The National Trust’s controversial ‘colonial countryside’ project which has examined links between the trust’s stately homes and Britain’s imperial past was funded with £160,000 taxpayers’ and lottery money, the Sunday Telegraph can reveal.
The project with Leicester University – titled ‘Colonial Countryside: Reinterpreting English Country Houses’ – received £99,600 from the National Lottery Heritage Fund and £58,331 from Arts Council England.
The Common Sense group of Conservative MPs have now written to Oliver Dowden, the Culture secretary, asking him to investigate how the funding was agreed for the project.
As part of the project National Trust staff and volunteers were “reverse-mentored” by children so they can explain the colonial links of some of its country houses.
The Trust arranged for staff and volunteers to be told about the impact of the British empire by so-called “child advisory boards” at a number of selected properties. None of the Trust’s team was forced to take part.
The four year Colonial Countryside project – which has been run by Prof Corinne Fowler at the University of Leicester – has been examining “a range of colonial links, including slave-produced sugar wealth, East India Company connections, black servants, Indian loot, Francis Drake and African circumnavigators, colonial business interests, holders of colonial office, Chinese wallpaper, Victorian plant hunters and imperial interior design”, according to a description on the university’s website.
Sir John Hayes MP, the chairman of the Common Sense group, said: “It is abhorrent that hard working patriots should fund the enormously costly, damaging and unpatriotic projects of well-heeled privileged left wing activists.”
Tory MP Andrew Murrison added: “‘Lottery money should not be diverted from good causes to right-on pedagogy that takes as its starting point the worst possible view of this country and its history.” The National Lottery Heritage Fund said it had awarded the University of Leicester’s project ‘Colonial Countryside: Reinterpreting English Country Houses’ a grant of £99,600 in Feb 2018.
The grant was signed off by senior staff at the fund because it was below £100,000 and so did not need to be presented at committee level.
Inspiring the next generation
A spokesman for the fund defended the grant, saying: “Hands-on education such as this helps to inspire the next generation of archivists, curators, historians and writers.”
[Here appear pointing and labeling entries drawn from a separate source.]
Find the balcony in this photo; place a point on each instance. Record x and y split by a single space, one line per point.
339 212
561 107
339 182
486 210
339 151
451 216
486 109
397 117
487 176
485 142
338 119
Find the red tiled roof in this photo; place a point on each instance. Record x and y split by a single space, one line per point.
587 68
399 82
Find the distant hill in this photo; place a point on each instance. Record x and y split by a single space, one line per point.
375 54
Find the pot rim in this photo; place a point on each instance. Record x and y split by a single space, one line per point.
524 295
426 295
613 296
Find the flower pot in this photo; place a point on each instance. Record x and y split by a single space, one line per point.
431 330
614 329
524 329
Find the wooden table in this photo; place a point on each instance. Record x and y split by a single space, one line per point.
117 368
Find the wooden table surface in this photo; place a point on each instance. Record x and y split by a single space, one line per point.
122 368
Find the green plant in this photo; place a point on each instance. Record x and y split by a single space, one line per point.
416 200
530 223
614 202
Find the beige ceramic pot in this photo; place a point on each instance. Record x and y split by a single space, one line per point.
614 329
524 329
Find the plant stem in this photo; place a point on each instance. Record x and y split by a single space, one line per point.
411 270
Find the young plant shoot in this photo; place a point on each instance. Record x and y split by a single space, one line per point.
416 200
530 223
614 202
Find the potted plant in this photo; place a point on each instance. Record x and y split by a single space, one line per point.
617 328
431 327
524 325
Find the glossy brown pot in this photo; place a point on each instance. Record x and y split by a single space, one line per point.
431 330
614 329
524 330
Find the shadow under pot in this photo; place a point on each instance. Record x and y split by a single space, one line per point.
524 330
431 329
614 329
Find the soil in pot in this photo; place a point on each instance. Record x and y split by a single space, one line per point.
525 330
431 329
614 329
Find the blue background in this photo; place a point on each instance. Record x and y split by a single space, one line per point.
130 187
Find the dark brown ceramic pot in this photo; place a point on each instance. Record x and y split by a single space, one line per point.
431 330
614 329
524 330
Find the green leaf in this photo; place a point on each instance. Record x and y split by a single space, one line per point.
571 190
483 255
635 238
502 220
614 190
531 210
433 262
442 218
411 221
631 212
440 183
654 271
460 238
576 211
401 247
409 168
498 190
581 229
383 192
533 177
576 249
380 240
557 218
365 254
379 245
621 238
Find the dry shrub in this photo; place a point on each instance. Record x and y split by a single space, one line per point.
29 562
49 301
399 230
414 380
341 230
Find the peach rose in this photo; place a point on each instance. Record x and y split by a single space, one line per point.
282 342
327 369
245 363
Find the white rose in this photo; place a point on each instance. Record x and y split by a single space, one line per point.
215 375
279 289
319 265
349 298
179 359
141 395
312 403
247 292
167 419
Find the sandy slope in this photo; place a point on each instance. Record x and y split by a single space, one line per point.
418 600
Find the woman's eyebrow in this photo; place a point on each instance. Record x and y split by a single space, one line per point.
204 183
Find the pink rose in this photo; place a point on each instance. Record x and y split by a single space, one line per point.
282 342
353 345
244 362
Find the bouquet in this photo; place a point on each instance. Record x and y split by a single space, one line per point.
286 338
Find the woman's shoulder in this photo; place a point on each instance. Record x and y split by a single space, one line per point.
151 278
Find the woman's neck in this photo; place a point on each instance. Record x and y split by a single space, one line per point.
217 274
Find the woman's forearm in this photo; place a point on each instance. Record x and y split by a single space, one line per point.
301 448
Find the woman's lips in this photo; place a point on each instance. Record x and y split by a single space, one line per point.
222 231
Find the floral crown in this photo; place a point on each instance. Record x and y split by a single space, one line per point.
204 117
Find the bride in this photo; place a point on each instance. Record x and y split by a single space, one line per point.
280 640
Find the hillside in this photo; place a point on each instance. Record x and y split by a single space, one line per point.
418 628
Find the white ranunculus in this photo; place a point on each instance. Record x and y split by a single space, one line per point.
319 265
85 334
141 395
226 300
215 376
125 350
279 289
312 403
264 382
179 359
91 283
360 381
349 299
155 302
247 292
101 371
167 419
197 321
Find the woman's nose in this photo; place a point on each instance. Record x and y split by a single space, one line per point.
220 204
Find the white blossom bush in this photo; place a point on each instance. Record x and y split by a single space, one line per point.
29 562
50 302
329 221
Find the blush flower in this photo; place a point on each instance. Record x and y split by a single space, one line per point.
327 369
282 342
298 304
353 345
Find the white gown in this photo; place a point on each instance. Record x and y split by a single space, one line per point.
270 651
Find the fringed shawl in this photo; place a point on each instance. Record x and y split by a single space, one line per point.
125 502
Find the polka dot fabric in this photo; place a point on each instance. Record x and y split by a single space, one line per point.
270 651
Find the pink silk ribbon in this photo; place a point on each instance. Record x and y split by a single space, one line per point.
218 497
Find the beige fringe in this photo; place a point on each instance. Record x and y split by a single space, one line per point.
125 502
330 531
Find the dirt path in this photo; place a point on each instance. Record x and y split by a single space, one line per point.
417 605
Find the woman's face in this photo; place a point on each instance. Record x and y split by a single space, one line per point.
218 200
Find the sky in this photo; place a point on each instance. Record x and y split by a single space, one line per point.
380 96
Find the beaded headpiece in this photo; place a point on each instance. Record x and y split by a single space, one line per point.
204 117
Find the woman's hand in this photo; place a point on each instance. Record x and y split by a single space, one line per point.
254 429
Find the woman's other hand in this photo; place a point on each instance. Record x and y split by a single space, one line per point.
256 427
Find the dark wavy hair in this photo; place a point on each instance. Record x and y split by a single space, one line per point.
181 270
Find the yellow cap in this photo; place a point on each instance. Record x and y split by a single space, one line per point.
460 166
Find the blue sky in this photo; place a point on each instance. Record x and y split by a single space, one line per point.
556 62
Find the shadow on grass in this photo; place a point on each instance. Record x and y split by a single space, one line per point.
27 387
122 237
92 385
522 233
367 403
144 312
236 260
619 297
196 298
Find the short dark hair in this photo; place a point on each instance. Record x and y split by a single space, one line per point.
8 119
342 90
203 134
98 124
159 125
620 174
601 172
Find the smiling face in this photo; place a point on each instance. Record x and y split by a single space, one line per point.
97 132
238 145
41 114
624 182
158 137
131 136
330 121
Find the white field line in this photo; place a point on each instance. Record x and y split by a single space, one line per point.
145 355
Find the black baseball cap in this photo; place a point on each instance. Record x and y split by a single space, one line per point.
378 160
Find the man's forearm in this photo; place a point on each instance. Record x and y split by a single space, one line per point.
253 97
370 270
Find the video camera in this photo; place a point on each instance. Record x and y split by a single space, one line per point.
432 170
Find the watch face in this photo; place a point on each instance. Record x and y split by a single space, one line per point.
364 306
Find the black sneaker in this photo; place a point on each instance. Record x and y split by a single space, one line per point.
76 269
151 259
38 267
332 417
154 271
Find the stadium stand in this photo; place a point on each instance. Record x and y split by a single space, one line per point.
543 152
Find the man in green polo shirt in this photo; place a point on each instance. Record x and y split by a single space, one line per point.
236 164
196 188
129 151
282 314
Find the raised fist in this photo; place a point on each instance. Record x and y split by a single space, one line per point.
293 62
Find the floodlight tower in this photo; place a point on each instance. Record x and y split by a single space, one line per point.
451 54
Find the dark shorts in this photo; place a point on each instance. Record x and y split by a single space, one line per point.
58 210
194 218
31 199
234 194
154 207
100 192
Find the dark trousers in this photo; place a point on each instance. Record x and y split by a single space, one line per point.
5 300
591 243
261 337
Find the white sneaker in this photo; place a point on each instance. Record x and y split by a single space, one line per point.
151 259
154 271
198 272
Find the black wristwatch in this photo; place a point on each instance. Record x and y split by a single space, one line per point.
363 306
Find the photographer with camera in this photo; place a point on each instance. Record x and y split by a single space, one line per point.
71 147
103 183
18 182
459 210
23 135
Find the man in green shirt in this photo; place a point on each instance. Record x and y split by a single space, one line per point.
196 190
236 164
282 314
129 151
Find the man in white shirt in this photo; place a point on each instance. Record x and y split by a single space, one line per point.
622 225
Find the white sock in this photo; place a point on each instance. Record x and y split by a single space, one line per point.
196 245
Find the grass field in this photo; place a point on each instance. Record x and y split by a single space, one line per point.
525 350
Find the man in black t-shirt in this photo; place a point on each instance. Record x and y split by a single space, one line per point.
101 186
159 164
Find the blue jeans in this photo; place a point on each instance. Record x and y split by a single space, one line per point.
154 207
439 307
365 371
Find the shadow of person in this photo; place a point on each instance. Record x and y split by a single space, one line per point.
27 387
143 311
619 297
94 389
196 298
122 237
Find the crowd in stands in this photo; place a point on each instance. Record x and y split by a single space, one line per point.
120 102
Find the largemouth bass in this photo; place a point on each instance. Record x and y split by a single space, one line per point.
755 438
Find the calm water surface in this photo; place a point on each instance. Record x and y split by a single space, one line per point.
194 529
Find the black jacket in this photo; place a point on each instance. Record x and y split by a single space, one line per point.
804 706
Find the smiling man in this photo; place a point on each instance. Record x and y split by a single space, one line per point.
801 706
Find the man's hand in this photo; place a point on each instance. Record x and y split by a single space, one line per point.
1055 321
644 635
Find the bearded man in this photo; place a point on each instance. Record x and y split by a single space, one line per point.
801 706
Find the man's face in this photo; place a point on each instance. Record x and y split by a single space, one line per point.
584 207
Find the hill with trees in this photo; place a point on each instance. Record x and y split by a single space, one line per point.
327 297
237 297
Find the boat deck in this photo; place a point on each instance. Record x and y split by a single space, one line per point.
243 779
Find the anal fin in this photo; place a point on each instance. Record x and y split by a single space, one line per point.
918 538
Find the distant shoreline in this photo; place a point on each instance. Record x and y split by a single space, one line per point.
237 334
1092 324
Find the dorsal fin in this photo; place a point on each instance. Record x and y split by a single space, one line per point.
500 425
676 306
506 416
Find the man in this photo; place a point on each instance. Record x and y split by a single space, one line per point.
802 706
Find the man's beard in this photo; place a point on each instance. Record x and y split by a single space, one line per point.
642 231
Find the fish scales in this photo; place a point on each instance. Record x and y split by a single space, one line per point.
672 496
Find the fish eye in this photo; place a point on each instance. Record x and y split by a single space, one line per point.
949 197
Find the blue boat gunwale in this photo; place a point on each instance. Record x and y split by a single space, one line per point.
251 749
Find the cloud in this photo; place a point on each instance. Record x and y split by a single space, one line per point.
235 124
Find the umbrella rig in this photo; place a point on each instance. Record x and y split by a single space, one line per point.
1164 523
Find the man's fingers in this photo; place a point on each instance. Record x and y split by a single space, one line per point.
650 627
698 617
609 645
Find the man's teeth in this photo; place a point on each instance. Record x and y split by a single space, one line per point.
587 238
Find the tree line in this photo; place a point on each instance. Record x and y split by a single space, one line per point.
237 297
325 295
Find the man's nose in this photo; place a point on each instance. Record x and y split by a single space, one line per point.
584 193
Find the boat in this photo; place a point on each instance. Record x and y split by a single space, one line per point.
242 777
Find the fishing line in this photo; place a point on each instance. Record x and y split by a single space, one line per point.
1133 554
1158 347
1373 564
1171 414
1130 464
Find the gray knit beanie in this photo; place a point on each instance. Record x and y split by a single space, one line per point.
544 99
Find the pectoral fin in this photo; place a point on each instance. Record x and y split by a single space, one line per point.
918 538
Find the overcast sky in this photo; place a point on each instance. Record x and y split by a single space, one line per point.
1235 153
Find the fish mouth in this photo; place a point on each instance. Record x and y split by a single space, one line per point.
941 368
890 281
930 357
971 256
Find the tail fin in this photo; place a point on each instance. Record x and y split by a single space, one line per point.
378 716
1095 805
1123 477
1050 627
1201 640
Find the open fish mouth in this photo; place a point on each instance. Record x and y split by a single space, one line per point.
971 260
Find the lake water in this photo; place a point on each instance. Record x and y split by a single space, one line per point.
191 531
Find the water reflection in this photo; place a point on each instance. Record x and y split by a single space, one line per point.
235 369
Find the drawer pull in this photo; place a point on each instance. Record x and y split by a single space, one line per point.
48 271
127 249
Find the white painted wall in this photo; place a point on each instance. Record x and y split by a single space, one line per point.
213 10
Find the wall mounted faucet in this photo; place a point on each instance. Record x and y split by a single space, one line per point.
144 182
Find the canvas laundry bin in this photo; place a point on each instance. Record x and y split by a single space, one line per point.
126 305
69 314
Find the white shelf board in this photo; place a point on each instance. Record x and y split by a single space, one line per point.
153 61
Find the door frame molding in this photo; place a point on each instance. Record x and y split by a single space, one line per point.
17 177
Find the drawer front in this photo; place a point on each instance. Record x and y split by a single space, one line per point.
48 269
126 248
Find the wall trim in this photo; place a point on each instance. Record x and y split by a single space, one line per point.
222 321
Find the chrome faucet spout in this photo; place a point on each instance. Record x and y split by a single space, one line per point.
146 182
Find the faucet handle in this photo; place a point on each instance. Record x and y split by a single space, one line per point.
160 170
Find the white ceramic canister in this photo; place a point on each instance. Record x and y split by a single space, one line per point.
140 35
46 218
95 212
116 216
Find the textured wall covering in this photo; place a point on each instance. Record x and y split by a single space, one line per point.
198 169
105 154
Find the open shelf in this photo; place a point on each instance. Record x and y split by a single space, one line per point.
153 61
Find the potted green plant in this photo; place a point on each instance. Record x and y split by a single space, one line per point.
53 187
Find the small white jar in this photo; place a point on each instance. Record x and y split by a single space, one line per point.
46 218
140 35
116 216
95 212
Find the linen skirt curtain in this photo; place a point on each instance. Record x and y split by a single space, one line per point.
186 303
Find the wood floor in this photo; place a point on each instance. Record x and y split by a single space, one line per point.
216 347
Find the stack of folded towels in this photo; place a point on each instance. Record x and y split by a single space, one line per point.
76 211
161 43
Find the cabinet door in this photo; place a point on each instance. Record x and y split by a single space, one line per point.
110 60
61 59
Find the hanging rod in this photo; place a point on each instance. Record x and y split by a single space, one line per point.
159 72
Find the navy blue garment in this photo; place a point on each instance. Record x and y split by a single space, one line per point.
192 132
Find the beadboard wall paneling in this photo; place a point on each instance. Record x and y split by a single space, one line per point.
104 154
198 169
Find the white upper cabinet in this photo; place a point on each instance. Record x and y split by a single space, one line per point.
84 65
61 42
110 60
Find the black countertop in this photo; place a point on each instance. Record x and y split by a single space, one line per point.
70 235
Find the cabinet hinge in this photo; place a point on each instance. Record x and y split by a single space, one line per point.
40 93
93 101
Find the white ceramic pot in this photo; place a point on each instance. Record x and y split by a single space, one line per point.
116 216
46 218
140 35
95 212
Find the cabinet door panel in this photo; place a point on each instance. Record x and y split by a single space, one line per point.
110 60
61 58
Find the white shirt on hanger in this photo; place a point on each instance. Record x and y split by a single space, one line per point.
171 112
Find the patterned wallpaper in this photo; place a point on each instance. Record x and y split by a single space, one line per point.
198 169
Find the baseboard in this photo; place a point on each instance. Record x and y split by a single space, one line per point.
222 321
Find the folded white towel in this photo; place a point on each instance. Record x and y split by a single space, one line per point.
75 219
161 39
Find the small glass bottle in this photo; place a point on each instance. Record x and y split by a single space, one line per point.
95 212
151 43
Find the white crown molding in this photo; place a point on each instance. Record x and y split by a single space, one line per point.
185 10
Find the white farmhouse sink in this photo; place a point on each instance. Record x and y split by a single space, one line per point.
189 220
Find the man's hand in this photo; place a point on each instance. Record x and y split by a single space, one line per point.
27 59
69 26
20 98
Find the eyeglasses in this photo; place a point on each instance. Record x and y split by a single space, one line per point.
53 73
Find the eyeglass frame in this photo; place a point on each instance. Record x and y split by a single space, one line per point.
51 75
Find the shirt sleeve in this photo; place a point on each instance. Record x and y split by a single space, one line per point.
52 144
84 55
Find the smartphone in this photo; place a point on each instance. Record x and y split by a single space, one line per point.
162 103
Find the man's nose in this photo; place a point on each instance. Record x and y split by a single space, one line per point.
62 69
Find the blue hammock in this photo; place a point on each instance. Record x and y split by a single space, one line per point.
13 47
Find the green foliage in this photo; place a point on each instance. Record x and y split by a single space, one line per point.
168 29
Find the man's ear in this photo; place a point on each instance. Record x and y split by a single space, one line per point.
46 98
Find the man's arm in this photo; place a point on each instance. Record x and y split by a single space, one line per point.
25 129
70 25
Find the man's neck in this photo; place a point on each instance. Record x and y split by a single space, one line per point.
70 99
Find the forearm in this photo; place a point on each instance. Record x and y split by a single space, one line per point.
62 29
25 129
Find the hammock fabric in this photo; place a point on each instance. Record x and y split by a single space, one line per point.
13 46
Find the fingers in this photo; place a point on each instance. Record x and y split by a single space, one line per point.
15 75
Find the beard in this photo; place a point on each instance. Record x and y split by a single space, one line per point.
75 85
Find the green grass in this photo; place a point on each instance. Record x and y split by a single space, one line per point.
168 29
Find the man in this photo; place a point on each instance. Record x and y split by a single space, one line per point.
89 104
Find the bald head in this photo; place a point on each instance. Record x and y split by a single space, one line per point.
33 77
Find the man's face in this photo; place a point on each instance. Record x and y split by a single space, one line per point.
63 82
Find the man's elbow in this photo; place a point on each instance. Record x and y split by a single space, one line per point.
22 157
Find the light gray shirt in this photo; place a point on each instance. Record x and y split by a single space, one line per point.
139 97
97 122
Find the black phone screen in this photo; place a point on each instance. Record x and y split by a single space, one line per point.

The Arts Council said it had awarded a grant of £58,331 “for this three-year creative writing and history project which finished in December 2020, through our National Lottery Project Grants programme” in Dec 2017. A spokesman said: “This project aimed to open their doors to children from different areas and backgrounds and give them the chance to get excited about history and to learn, think and question. It allowed them to examine the good and bad of our past to deepen their understanding.”
An Arts Council source added: “Grants go through a rigorous assessment process against a criteria which measures them on quality, public engagement, finance and management, and after being awarded funding they are appropriately monitored to ensure that the project is carried out and completed.
“As a funder, however, we do not get into the detail of how the activities that make up the project are delivered.”
A spokesman for the National Trust said: “Exploring and sharing the history of places we look after is part of our job and completely within our charitable objectives.”
She added: “The purpose of the project was to provide children with a unique opportunity to engage in national heritage conversations on country houses’ links to colonialism”
A University of Leicester spokesman said: “The Colonial Countryside project has played an important role in broadening knowledge and awareness of our shared history and heritage, and has been welcomed by both pupils and schools.